Тем, кто так безрассудно влюблялся, будет проще в аду гореть. (с)
Весна. На обещанное похолодание закрываешь глаза, нетерпеливо отмахиваясь: какое там похолодание, когда на солнце - +25, и думать о том, что может быть менее тепло кажется просто абсурдным. Сквозь стекла вымытых окон мир кажется глянцевым, как листы дорогого журнала.



Убитые на магазины (шопинго-терапией это теперь называют, не так ли?..) четыре тысячи пылятся в шкафу. Я сижу и думаю, где бы достать еще две на книжный, но мой денежный лимит исчерпан до начала лета, и это угнетает. Будем копить. Это не так сложно, как кажется на первый взгляд, да и не впервой.



На письменном столе – один из многочисленных мини-атласов мира. Что на этом самом столе делает брошюра о столице Шотландии, я даже не хочу думать. Просто на обложке – изумительно красивое фото, и сразу как-то хочется в Эдинбург – поближе к бирюзовому небу и изумрудной траве.



В пятницу, попав на канале «Культура» на фильм «Попрыгунья» по Чехову, я так расчувствовалась, что решила Попрыгунью перечитать. Перечитав её, прочла и «Три года» и «Цветы запоздалые».

Когда нет слов, есть только неясные, не оформившиеся, изумительные чувства, которые слишком нелетературно будет выражать протяжными гласными.

Я до безумия люблю Чехова. Может быть потому, что сердце мое давно отдано русской классике, но язык писателей первой половины девятнадцатого века для меня тяжел, а язык того же Чехова, писавшего уже в последние десятилетия позапрошлого века, мне близок и понятен. Может быть потому, что его «Цветы запоздалые» были первым классическим произведением, которое я прочитала. Мне было девять лет, и меня страшно, до безумия волновало это таинственное, красивое и непонятное название – Цветы запоздалые. Однажды я все-таки взяла в руки тяжелый, в изумрудно-зеленой обложке том с желтыми страницами и потускневшим золотым теснением, и прочла повесть, к которой меня давно тянуло. Читалось мне – в девять-то лет - тяжело. И когда я дочитала, то оформившегося мнения еще не было. Я прочла повторно. И вот тогда-то, потом, на последних страницах, я заплакала – впервые в своей жизни из-за книги, из-за впечатления, ею произведенного.

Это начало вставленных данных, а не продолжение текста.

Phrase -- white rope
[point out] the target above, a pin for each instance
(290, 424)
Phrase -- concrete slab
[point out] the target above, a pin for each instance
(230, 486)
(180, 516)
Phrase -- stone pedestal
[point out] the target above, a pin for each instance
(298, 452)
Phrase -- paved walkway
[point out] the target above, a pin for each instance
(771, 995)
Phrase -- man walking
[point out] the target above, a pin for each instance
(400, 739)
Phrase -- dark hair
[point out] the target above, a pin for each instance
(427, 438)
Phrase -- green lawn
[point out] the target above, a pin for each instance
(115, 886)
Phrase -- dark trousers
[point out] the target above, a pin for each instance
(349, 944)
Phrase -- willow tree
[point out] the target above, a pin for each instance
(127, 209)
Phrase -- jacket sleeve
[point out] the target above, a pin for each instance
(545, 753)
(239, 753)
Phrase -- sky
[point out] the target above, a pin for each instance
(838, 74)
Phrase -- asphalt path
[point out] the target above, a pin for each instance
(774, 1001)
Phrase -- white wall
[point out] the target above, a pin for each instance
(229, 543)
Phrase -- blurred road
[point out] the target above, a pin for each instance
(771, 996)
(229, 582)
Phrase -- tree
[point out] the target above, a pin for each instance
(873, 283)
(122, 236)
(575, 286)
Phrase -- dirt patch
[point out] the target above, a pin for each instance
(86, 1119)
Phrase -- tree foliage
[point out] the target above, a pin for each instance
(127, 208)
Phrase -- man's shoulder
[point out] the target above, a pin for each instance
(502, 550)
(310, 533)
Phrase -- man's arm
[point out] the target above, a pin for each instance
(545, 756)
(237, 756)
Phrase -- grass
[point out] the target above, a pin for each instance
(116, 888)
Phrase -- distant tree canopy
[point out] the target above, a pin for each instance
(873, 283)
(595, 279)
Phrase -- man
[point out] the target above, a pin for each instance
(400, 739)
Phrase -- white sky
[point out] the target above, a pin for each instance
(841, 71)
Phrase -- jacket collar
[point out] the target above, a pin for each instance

И это чувство во мне закрепилось на всю последующую жизнь – восхищение, преклонение перед силой гениального слова, вызвавшего у меня своей мощью слезу. Именно с Чехова, с первой моей «классики», в сущности, и началась моя любовь к книгам. Настолько сильным оказалось первое впечатление от бессмертной литературы, что перекрыть его уже ничем было нельзя. С того моменты я так и осталась без ума от книг, от их силы, чье влияние так велико, и от произведений Чехова.

И, если честно, я не понимаю и понять не могу, отчего Чехова считают «дамским писателем», и не воспринимаю, как серьезного классика, за исключением, пожалуй, его пьес. Но разве проза его так напоминает дамский роман? Да везде же в его повестях за иронией скрывается обычно такая драма человека и его души, что страшно. Достоевский выворачитвает человека наизнанку, показывает нам его изнутри, уже даже не психологию – психику. Тургенев потрясающе рисует характеры, взаимодействие этих характеров с окружающими. Толстой пишет людей – людей, со всем, что им присуще. А Чехов пишет душу. И когда я слышу, что Антон Павлович писал романтические рассказы, рассчитанные на женский слух, мне хочется попросить собеседника почитать «В ссылке», например.



Не знаю, что натолкнуло меня на эти длинные и скучные литературные размышления. Может быть, мне просто нечего делать – прямое следствие каникул.